“Daresay, took you long enough to puzzle it out. Been waiting here so long I’ve memorized the names of all the crayfish, and I think I might be waterlogged.”
“I don’t want to see any more,” I say, and it laughs at me. Or maybe it doesn’t laugh at me, but it laughs. It’s a small laugh, very small, and the sound makes me think of burning paper.
“Best be minding your P’s and Q’s, Missy. Come too far to go lily-livered on us now, don’t you reckon?”
And I hear a clattering noise that I know is the crouched thing fitting the skeleton key into the keyhole in the granite wall. And I’m thinking how all this is wrong, that I should be at the keyhole, that the women should be with me, when the granite wall swings open wide, and the barnacles scream, and . . .
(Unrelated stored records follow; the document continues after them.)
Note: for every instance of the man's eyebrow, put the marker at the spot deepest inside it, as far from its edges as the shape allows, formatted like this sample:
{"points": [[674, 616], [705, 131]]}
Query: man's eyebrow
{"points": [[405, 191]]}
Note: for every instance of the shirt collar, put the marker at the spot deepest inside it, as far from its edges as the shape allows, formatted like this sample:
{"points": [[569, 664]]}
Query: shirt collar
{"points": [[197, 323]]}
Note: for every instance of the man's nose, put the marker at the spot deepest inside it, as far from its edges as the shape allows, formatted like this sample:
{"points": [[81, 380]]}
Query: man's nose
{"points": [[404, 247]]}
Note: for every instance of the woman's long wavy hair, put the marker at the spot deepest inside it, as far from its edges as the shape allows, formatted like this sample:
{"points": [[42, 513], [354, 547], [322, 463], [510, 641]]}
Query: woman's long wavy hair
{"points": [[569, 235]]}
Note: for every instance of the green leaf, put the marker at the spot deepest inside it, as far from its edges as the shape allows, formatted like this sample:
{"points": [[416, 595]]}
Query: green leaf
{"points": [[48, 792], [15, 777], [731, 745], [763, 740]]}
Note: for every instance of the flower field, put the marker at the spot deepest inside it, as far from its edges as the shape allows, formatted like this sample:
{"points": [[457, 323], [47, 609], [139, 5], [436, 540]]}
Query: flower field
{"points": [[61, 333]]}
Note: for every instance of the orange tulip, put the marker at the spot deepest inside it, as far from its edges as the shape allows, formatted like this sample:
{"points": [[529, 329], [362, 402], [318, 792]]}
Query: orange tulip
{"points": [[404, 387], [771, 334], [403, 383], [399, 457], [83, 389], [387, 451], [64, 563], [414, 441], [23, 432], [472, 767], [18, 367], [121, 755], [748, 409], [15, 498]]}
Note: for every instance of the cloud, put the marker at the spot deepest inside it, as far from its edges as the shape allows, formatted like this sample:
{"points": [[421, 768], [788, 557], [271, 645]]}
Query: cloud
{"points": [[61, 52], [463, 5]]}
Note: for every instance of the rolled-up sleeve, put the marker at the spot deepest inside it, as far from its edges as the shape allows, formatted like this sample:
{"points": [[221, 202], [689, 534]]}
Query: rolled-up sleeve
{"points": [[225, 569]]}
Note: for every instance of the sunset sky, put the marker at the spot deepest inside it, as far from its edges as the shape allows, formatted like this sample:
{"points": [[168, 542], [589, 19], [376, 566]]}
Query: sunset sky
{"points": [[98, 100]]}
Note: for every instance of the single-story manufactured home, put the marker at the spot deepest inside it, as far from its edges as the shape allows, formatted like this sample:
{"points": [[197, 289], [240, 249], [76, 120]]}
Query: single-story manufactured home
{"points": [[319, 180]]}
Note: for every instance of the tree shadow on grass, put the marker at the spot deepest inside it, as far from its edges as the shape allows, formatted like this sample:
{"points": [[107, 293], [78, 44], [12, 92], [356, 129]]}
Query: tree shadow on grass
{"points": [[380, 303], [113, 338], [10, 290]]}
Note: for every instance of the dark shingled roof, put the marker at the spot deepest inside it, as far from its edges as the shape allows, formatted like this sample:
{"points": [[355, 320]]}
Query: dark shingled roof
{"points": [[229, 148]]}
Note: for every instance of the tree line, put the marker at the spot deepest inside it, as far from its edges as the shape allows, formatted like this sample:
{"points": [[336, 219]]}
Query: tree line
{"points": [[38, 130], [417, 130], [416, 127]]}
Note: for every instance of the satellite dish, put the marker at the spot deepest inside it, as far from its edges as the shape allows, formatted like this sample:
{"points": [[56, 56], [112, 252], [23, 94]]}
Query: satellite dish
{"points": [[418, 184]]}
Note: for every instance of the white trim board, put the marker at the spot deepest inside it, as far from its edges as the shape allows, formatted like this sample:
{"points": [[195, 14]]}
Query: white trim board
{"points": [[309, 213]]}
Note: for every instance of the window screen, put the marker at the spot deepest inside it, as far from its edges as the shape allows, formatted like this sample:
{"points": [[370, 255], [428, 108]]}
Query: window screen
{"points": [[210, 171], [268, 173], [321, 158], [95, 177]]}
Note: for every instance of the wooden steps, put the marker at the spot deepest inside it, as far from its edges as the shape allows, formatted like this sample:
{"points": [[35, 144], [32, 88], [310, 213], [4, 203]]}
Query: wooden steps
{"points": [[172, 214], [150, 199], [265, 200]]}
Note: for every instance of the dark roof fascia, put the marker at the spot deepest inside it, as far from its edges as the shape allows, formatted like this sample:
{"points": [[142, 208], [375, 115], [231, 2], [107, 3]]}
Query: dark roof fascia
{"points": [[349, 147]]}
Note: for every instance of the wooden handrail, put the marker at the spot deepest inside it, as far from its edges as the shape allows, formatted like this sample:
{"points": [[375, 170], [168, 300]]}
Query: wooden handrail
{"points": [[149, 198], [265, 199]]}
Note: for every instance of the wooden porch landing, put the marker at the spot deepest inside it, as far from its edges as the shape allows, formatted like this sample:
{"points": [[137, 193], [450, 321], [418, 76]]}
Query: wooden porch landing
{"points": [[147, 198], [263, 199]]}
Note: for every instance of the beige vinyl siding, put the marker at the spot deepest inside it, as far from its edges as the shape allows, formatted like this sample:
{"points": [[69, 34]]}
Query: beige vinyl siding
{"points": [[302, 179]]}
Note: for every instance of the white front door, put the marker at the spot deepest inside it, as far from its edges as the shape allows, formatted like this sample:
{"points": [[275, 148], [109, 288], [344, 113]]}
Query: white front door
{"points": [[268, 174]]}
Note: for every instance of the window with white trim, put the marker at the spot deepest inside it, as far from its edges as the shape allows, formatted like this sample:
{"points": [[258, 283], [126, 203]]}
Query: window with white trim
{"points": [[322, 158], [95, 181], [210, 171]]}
Excerpt from Darkening Horizons: The American Supernatural Novel During the 1980s by Gerald Hopkins (Austin: University of Texas Press, 1993):
. . . and, regrettably, the unjustly celebrated “Evil God, Out of Words” (Twilight Zone magazine #8, November 1981) isn’t much better than Chalmers’s earlier attempts to update the weird tale. Like Klein’s The Ceremonies, this story adopts the basic framework and themes of Arthur Machen’s “The White People”—a loss of innocence and the corruption of the untainted by way of induction into a secret witch cult—but does so far less effectively than Klein’s revisiting of Machen’s premise. And, to make matters worse, somehow, Chalmers has managed to write a story of only some eight thousand or so words that seems to go on forever, heedless of its size, not unlike the cursed real estate of Joseph Payne Brennan’s “Canavan’s Backyard.”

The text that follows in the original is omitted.